MIAMI — Betty Wright, the Grammy-winning soul singer-songwriter whose influential 1970s hits included “Clean Up Woman” and “Where is the Love,” has died at age 66.
Wright died at her home in Miami on Sunday, several media outlets reported. Steve Greenberg of S-Curve Records told the New York Times Wright was diagnosed with cancer in the fall.
Betty Wright had her breakthrough with 1971’s “Clean Up Woman,” which combined elements of funk, soul, and R&B.
Recorded when Wright was just 17, the song would be a top 10 hit on both the Billboard R&B and pop charts, and its familiar grooves would be used and reused in the sampling era of future decades.
The youngest of seven children, Wright, was born Bessie Regina Norris in 1953 in Miami, the city whose funk and soul sounds her music would always get identified with fans.
She started singing with the family gospel group, Echoes of Joy, and released her solo debut album, “My First Time Around,” at age 15 in 1968. The album yielded a top 40 hit, “Girls Can’t Do What the Guys Do.”
After “Clean Up Woman,” written by Clarence Reid and Willie Clarke later sampled by Afrika Bambaataa and Mary J. Blige, she would have the first hit she wrote herself with “Baby Sitter,” 1973. A single that showed off her so-called “whistle register” vocals, an ultra-high singing style later employed by Mariah Carey and others.
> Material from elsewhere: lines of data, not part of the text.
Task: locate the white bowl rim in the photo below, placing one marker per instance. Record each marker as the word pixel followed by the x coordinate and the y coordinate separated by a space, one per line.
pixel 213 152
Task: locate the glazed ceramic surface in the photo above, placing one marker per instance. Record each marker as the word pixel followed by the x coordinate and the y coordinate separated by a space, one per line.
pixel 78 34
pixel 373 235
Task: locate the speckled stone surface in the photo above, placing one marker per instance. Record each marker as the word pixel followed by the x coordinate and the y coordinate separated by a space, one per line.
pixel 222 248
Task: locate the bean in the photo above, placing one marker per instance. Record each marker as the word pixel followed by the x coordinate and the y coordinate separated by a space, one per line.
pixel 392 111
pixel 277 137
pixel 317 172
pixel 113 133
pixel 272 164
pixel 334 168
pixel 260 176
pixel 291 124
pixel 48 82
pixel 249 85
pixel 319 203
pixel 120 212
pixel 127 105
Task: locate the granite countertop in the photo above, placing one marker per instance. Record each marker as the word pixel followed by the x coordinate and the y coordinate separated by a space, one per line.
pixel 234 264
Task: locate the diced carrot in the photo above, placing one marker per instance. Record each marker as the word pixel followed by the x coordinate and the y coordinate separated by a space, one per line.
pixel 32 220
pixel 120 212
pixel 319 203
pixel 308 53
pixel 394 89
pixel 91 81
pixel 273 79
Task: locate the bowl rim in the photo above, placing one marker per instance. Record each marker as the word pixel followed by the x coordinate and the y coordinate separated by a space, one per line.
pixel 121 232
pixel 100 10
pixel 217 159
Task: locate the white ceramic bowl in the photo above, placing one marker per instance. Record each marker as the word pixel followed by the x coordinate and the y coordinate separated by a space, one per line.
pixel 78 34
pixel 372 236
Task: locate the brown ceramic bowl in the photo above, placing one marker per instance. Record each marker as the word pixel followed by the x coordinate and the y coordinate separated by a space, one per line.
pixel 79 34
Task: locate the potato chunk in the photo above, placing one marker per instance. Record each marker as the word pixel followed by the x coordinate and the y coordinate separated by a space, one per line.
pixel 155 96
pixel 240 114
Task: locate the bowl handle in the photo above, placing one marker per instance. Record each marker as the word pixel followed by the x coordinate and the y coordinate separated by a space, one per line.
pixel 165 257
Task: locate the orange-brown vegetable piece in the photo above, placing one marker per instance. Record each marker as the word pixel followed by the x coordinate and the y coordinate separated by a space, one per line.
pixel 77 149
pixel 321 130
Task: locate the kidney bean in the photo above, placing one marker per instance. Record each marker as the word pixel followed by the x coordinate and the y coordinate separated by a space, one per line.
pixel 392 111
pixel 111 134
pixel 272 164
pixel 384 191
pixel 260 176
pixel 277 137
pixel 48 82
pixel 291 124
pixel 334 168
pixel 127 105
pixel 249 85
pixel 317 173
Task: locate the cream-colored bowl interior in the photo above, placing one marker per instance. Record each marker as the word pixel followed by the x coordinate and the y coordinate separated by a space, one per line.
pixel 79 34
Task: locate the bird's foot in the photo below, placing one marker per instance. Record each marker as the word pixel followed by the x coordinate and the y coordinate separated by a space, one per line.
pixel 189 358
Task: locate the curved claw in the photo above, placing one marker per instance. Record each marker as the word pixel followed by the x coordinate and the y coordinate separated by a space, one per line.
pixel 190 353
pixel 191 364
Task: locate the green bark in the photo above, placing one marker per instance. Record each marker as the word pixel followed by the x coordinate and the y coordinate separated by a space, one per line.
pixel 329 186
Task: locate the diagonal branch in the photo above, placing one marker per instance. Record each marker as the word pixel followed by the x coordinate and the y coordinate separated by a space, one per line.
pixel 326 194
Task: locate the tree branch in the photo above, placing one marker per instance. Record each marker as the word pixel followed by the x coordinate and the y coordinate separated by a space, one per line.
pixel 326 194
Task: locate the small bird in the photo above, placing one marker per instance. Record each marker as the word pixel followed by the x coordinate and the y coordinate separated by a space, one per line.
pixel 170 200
With members of K.C. and the Sunshine Band, she co-wrote her 1975 proto-disco hit, “Where is the Love,” which would win her a Grammy for best R&B song.
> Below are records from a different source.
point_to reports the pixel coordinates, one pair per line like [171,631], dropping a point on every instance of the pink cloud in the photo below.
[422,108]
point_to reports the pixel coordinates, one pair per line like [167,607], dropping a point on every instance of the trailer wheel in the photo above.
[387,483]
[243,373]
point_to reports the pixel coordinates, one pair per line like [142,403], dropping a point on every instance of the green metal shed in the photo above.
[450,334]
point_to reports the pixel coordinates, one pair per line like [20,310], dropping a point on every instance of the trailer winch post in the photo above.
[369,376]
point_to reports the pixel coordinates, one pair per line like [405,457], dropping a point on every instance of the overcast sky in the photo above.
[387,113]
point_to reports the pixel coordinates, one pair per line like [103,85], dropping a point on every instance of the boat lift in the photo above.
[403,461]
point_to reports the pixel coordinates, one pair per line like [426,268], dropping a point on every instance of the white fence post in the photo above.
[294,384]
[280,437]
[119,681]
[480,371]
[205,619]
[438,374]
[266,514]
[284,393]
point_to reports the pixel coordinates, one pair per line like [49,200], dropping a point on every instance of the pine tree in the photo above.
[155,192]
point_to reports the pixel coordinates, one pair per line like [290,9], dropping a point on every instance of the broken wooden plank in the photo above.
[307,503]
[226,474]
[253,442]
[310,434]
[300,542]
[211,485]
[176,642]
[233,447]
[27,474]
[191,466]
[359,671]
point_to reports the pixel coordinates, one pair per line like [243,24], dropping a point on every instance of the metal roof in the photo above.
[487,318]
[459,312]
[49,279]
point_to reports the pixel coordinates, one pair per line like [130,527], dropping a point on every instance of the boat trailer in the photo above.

A career lull in the late 1970s and early 1980s prompted Wright to start her label in 1985, leading to a gold album, “Mother Wit,” in 1987 and the comeback hit “No Pain (No Gain)”
She spent the rest of her life as a producer and mentor to younger artists. Many of whom were singing her praises after her death.
“Thank you for being a master teacher, a friend, and one of the greatest female soul singers in our industry,” Ledisi said on Twitter. “You were so much more than your music. We were blessed to be around royalty.”
John Legend tweeted that Wright “was always so loving and giving to younger artists. Always engaged, always relevant. Wright is going to be missed by her many fans and everyone who knew her and love her work.”